Kibana: Add "missing" and "other" values to terms agg

Created on 18 Nov 2014  ·  79Comments  ·  Source: elastic/kibana

In kibana 3, in the pie chart definition, there are two check boxes for "missing" and "other" values.

It seems this option is gone in kibana 4.
If I do a terms aggregation on a field with 20 values and only select the top 7, the percent in the pie chart will no take the last 13 terms into consideration. In this case, I would like to be able to include a slice in the pie chart with the "other" values.

Do I miss something? Is the inclusion of "other" of "missing" values planed in kibana 4?
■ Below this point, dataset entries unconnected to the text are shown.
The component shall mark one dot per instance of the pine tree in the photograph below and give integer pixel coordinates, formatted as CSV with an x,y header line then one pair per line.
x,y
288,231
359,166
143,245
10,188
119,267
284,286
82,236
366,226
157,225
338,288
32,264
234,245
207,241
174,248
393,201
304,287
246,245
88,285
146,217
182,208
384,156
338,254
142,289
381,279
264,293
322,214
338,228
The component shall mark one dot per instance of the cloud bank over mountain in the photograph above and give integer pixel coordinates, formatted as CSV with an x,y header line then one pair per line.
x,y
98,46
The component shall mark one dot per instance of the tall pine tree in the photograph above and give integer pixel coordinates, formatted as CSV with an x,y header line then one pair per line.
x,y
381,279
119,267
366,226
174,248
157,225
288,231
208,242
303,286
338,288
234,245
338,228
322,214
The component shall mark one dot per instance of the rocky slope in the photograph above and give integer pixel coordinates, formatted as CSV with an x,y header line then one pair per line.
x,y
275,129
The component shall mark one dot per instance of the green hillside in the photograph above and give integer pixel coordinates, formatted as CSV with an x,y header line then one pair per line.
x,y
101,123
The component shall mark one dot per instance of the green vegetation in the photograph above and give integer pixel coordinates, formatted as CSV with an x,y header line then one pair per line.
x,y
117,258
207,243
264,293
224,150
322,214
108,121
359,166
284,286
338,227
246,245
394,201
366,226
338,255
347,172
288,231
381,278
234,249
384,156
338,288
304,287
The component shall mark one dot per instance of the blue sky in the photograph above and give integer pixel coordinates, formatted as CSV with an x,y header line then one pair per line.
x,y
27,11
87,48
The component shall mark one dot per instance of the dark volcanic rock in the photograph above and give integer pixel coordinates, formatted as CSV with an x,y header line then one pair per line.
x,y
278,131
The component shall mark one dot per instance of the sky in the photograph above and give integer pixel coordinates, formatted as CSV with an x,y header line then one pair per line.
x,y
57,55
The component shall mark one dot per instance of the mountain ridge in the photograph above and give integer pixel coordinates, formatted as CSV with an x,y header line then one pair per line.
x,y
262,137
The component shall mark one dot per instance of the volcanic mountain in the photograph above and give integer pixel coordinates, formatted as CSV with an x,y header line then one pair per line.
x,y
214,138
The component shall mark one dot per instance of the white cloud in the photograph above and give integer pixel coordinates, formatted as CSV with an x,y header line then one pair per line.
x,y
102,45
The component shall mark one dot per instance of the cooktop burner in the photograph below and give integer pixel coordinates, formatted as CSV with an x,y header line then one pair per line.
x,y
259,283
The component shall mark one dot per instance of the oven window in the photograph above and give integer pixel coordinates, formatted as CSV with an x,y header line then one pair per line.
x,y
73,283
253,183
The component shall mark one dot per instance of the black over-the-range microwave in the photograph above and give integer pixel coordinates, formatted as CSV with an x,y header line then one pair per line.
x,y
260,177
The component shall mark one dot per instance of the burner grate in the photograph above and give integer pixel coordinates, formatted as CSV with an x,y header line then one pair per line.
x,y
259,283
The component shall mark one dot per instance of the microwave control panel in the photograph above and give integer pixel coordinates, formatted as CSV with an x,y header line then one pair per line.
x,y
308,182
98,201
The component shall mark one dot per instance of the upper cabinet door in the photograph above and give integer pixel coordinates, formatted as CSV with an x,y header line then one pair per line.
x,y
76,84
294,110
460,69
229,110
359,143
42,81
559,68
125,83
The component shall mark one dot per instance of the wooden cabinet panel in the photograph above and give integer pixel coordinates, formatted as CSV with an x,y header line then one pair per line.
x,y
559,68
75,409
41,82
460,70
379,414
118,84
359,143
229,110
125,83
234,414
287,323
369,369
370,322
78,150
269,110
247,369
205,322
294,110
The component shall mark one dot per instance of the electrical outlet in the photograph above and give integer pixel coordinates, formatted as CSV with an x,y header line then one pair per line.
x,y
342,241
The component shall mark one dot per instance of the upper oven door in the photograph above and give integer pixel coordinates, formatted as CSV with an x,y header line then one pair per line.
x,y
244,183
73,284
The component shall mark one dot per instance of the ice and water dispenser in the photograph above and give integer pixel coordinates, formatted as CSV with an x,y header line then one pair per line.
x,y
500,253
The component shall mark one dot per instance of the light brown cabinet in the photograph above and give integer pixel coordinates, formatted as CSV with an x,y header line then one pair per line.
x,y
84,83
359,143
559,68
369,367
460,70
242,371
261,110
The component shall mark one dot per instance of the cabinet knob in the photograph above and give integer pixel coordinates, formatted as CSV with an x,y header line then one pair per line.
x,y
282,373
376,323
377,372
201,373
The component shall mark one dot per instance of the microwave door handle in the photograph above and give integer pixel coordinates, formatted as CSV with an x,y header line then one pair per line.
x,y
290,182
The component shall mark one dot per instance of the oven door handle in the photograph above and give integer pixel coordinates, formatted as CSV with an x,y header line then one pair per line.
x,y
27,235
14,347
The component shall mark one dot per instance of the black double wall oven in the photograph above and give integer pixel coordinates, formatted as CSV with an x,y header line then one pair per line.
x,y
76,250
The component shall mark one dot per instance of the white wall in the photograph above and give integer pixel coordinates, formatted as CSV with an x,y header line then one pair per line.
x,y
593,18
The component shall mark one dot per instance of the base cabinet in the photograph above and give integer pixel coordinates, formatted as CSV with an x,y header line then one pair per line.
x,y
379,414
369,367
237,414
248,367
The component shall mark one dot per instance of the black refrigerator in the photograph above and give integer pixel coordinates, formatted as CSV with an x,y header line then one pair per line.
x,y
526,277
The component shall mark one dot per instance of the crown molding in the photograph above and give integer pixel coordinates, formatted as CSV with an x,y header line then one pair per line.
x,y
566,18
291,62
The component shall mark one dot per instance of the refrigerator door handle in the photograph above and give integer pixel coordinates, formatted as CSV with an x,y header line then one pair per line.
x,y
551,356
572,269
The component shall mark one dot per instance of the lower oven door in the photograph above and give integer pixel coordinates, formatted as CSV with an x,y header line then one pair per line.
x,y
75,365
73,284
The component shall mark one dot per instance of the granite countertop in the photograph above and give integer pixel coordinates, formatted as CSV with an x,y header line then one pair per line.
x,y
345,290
Visualizations elasticsearch high hanging fruit enhancement

Most helpful comment

I am wondering, if we really have to wait for ES in order to progress with this issue. There seem to be three aspects:

  • Too broad: From the perspective of my customers - and I guess from about 80% of the +1 in this thread as well - the required feature is simple. They would like to draw a pie chart with a count metric for the top-n of hosts/web server response codes/files downloaded/jobs/... By visually showing the "others", they would like to make sure that the top-n are really a relevant part of the result set. They do not care about sub-aggregations for "others". If you are interested in the top-n, the sub-aggregation for "others" is not required and we do not have to wait for ES.
  • Efficiency: Even if ES supports sub-aggregations for "others", there should be an option to switch it off. That's because the feature seems to be "expensive" in terms of database requests (two requests according to elastic/elasticsearch#12411). For the 80% described above, it is more efficient to work with _all_ the information ES returns from the first query.
  • Timing: Kibana 3 provides this feature and now we are waiting since Nov 2014 (!) for Kibana 4 to provide the same feature. From my point of view, it's time for a quick intermediate solution. That's why I implemented it. :wink:

For those 80% requiring "others" to show up in pie charts (as in Kibana 3), just get #7464. Only the other 20% have to wait for some future release of ES in order to get sub-aggregations for "others".

All 79 comments

Unfortunately this functionality was removed from Elasticsearch, Kibana has no way of calculating these values. You can follow the elasticsearch team's progress here: https://github.com/elasticsearch/elasticsearch/issues/5324

Thanks for the quick answer.

That's a major pain. Pie chart are rarely useful without being able to work on the complete data set (and drawing the complete data set is most of the time not doable nor interesting).
We just want to see / show the proportion of the total taken by each of the top 10 terms.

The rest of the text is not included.